Esquivando recuerdos e intentando centrarme en el presente. No quiero pensar en los buenos momentos ni en ningún otro; parece que ahora que he abierto los ojos ante el daño que me estaba causando esa persona se nublan muchas de sus buenas acciones o de esas meteduras de pata que yo siempre quise considerar accidentales.

"No esperes nada de nadie" me dijo. Pero es un consejo que soy incapaz de seguir y siempre acabo esperando algo de los demás, o más bien hay cosas que no llego a esperar de ellos y que me dejan completamente planchado.

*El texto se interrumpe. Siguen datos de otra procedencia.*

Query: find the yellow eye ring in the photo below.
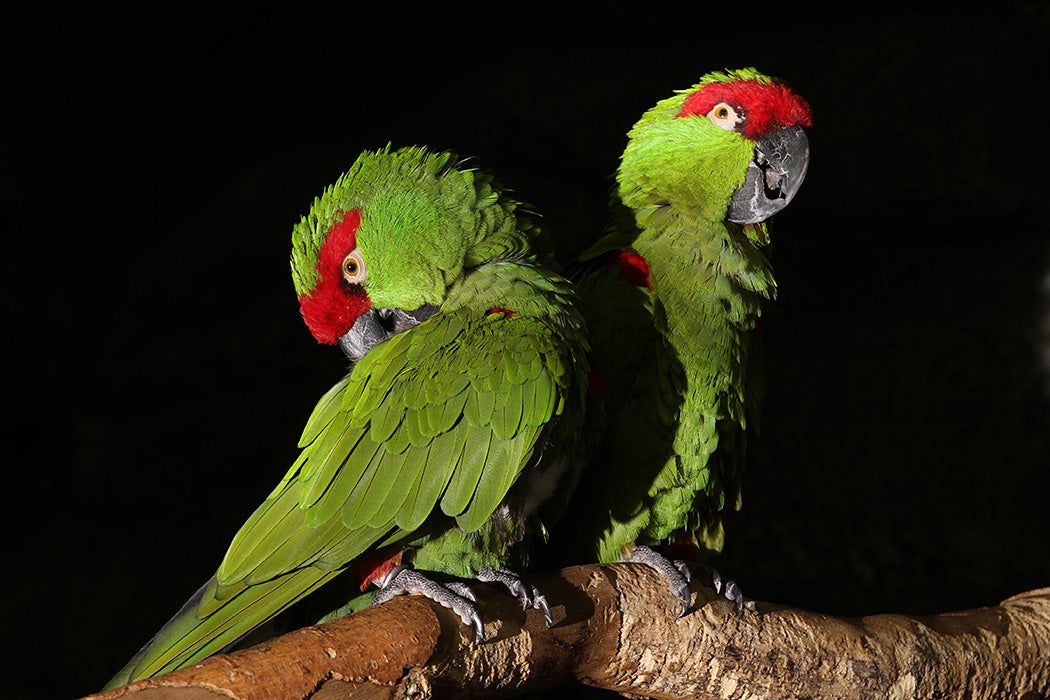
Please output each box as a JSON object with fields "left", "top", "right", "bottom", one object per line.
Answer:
{"left": 341, "top": 248, "right": 367, "bottom": 284}
{"left": 707, "top": 102, "right": 742, "bottom": 131}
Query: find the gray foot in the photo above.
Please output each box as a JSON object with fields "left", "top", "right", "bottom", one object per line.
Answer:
{"left": 445, "top": 581, "right": 478, "bottom": 602}
{"left": 621, "top": 545, "right": 692, "bottom": 617}
{"left": 704, "top": 564, "right": 749, "bottom": 616}
{"left": 372, "top": 566, "right": 485, "bottom": 643}
{"left": 476, "top": 566, "right": 553, "bottom": 627}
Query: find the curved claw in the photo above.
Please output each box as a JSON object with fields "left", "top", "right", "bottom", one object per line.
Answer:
{"left": 530, "top": 586, "right": 553, "bottom": 628}
{"left": 444, "top": 581, "right": 478, "bottom": 603}
{"left": 621, "top": 545, "right": 692, "bottom": 617}
{"left": 707, "top": 565, "right": 747, "bottom": 617}
{"left": 475, "top": 566, "right": 553, "bottom": 627}
{"left": 371, "top": 566, "right": 485, "bottom": 643}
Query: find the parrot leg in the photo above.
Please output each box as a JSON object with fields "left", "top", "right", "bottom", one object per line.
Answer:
{"left": 372, "top": 565, "right": 485, "bottom": 644}
{"left": 475, "top": 566, "right": 553, "bottom": 627}
{"left": 621, "top": 545, "right": 693, "bottom": 617}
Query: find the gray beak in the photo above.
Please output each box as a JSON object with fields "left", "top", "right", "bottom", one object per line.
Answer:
{"left": 727, "top": 124, "right": 810, "bottom": 224}
{"left": 338, "top": 305, "right": 440, "bottom": 363}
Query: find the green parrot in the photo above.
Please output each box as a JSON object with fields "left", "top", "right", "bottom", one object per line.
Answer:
{"left": 104, "top": 145, "right": 589, "bottom": 689}
{"left": 551, "top": 68, "right": 812, "bottom": 613}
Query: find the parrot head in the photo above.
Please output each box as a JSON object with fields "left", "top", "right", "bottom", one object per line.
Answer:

Para compensar parece que al menos algo ha concluido bien después de tantos años: ayer obtuve el reconocimiento a mi discapacidad y ahora comienza una nueva etapa para mí en muchos sentidos; nuevas opciones y nuevas puertas que se abren, después justo de haber cerrado otras.

Ayer apenas fui capaz de asumir que esa lucha había terminado. Hoy he comenzado a moverme para realizar algunas gestiones, pero es obvio que la lucha contra mi mismo no ha acabado. De nuevo me encuentro hundido sin motivo, con ganas de llorar y desaparecer y no hay nada que lo haya provocado. Sólo estoy yo y sigo sintiendo que no hay nada en este mundo que tenga sentido.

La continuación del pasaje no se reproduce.